Un tien vaut mieux que deux tu l'auras. Cette morale, issue d'une fable de La Fontaine, pourtant une de mes préférées, est on ne peut plus appliquable à l'anecdote que je vais vous conter sur ce qui m'arriva il y a quelques semaines, un Jeudi soir au Bistrot du Coin, alors que Bruno ronflait et que le bar était calme.... (Pause pour marquer l'emphase):

 

A mon bar j'étais seul lors d'un soir ordinaire,

Lorsqu'entra, décidé, un homme d'un pas fier.
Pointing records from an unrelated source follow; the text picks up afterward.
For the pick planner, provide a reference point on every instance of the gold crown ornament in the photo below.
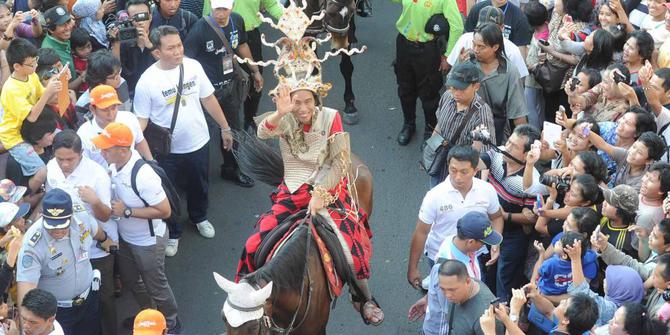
(297, 65)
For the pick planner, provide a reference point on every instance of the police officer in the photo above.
(419, 60)
(55, 258)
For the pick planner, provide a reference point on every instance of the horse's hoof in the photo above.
(350, 115)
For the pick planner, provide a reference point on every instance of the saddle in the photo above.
(331, 251)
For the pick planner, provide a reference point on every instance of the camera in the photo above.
(127, 31)
(562, 184)
(481, 136)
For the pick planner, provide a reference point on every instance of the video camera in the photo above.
(127, 31)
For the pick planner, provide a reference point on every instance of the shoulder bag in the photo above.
(437, 148)
(239, 88)
(160, 138)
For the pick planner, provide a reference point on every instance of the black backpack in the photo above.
(170, 190)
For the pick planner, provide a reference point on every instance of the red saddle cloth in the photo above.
(334, 281)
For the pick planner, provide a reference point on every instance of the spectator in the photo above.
(515, 28)
(104, 108)
(463, 47)
(168, 13)
(59, 26)
(622, 283)
(135, 57)
(38, 313)
(416, 61)
(500, 87)
(632, 318)
(81, 50)
(459, 100)
(105, 69)
(142, 232)
(23, 98)
(150, 322)
(506, 175)
(155, 101)
(435, 223)
(637, 50)
(198, 46)
(554, 275)
(474, 230)
(86, 11)
(467, 299)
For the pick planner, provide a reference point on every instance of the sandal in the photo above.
(362, 311)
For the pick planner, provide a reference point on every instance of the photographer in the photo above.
(135, 55)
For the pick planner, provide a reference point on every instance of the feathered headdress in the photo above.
(297, 64)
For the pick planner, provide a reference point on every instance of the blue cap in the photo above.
(56, 209)
(477, 225)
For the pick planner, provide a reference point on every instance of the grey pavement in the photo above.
(399, 189)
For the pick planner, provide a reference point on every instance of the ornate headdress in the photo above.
(297, 64)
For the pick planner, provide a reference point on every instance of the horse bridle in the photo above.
(267, 321)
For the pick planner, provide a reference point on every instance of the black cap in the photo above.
(56, 16)
(56, 209)
(477, 226)
(463, 74)
(437, 25)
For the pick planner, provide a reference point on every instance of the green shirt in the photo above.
(415, 15)
(63, 51)
(249, 10)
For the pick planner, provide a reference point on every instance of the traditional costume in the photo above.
(316, 156)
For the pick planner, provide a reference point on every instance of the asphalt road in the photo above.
(399, 189)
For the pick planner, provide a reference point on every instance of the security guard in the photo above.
(419, 60)
(55, 258)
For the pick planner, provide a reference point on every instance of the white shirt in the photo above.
(511, 50)
(91, 129)
(155, 95)
(443, 205)
(87, 173)
(135, 230)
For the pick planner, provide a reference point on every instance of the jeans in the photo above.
(190, 172)
(84, 319)
(511, 262)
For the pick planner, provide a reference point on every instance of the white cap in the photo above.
(227, 4)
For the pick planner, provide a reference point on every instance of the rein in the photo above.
(268, 321)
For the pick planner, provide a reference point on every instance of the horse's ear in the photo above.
(224, 283)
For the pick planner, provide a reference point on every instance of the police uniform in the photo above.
(417, 60)
(63, 267)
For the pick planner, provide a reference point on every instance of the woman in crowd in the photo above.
(638, 49)
(501, 87)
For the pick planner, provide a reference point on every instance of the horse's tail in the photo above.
(258, 159)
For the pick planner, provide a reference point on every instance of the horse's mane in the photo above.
(287, 267)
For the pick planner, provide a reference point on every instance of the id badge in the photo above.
(227, 64)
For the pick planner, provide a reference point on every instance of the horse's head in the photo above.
(244, 307)
(337, 18)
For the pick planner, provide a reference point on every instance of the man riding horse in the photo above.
(315, 151)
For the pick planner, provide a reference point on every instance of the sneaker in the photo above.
(206, 229)
(172, 247)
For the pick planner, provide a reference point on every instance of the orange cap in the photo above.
(103, 96)
(149, 322)
(114, 135)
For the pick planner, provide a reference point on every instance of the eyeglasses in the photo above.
(34, 65)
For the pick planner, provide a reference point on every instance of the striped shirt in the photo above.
(449, 118)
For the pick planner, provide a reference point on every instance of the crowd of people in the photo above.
(545, 147)
(547, 157)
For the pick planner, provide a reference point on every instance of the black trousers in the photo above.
(254, 98)
(417, 73)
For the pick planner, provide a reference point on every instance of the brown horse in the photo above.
(289, 294)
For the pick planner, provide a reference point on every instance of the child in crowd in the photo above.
(23, 98)
(81, 49)
(554, 274)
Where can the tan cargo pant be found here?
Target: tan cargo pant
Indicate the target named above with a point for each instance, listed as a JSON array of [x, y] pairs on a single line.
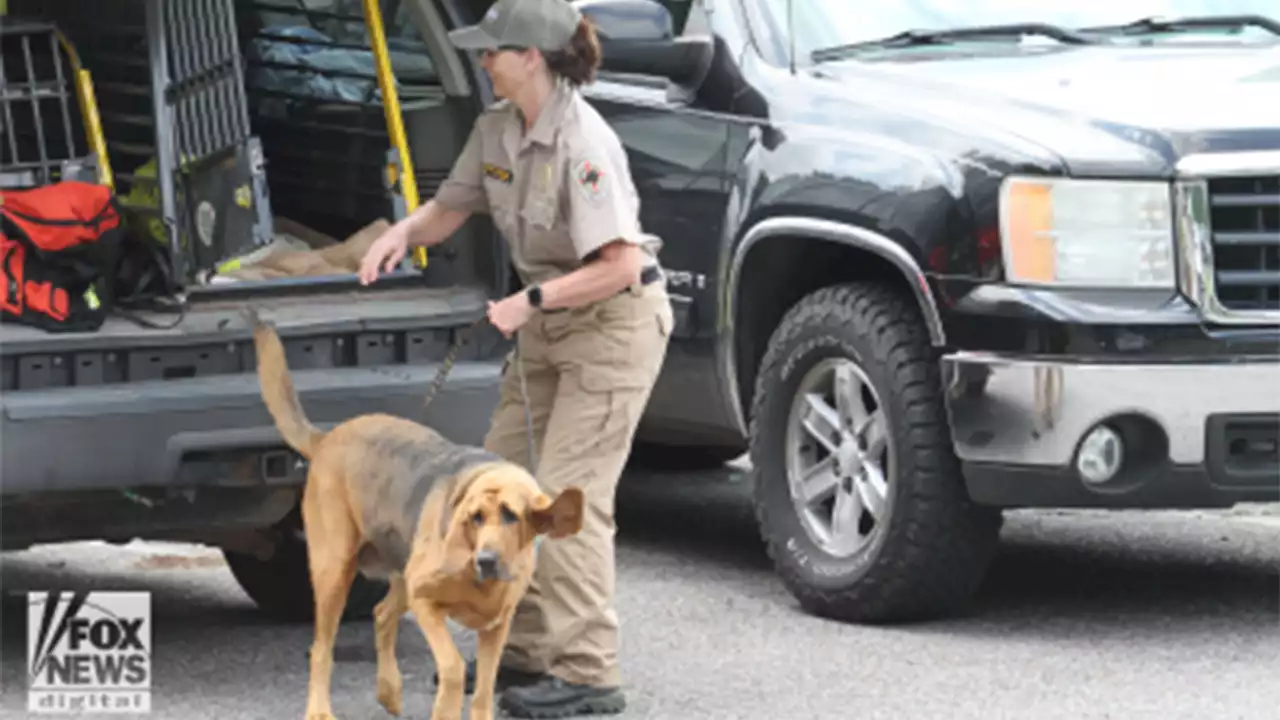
[[589, 372]]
A cette apparition nul ne fut plus de joie

qu'un barman solitaire et son chiffon de soie.

 

"Une bière, l'ami, commanda l'inconnu,

Sers-toi donc pour ta peine quelque boisson magique

Qui sera, bien t'en fasse, sur ma note retenue,

Pour que sur l'instant, fuit cet air mélancolique."

 

Par ces paroles heureuses, je fût d'emblée séduit

Non par attirance gay, comme l'eût pensé Louise,

Mais par amour sincère, celui qui est décrit

Par l'Auvergnat d'Brassens qui rit et qui se grise.

 

Nous passâmes ainsi une bonne partie d'la nuit,

Lui, parlant, épatant, de mille et un sujets

Moi, servant, ébahit, assoiffé des récits

Dont il me gratifiait, me payant des godets.

 

Alors il se fit tard, je n'allais pas tarder,

A bien fermer mon bar et rejoindre Morphée,

"Pas sans un dernier verre! M'enjoignit l'inconnu

Scellons cette amitié avant qu'on n'y puisse plus"

 

C'est alors dans le flou que fini cette fable

Ah! ignoble gredin qui se dit mon ami

Me fit boire tout mon saoul toute la nuit

Et partit sans payer mais avec mon portable.

 

Ainsi donc, chers lecteurs, vous qui m'êtes fidèles,

Encaissez sans attente les clients charmeurs,

Vous perdrez un "ami", sauvant un PEL,

Qu'il me fallut descendre, réparant mon erreur.

 

Exercice de style, bien loin de ceux de Queneau que je vous recommande, qui saura, je l'espère, vous distraire et vous plaire. Pour la petite histoire j'ai recroisé une fois le vilain dans un bar de St Michel, il m'a reconnu et est parti bien vite...Il faut dire que j'étais avec mon meilleur pote Clic-clac qui a une bonne carrure!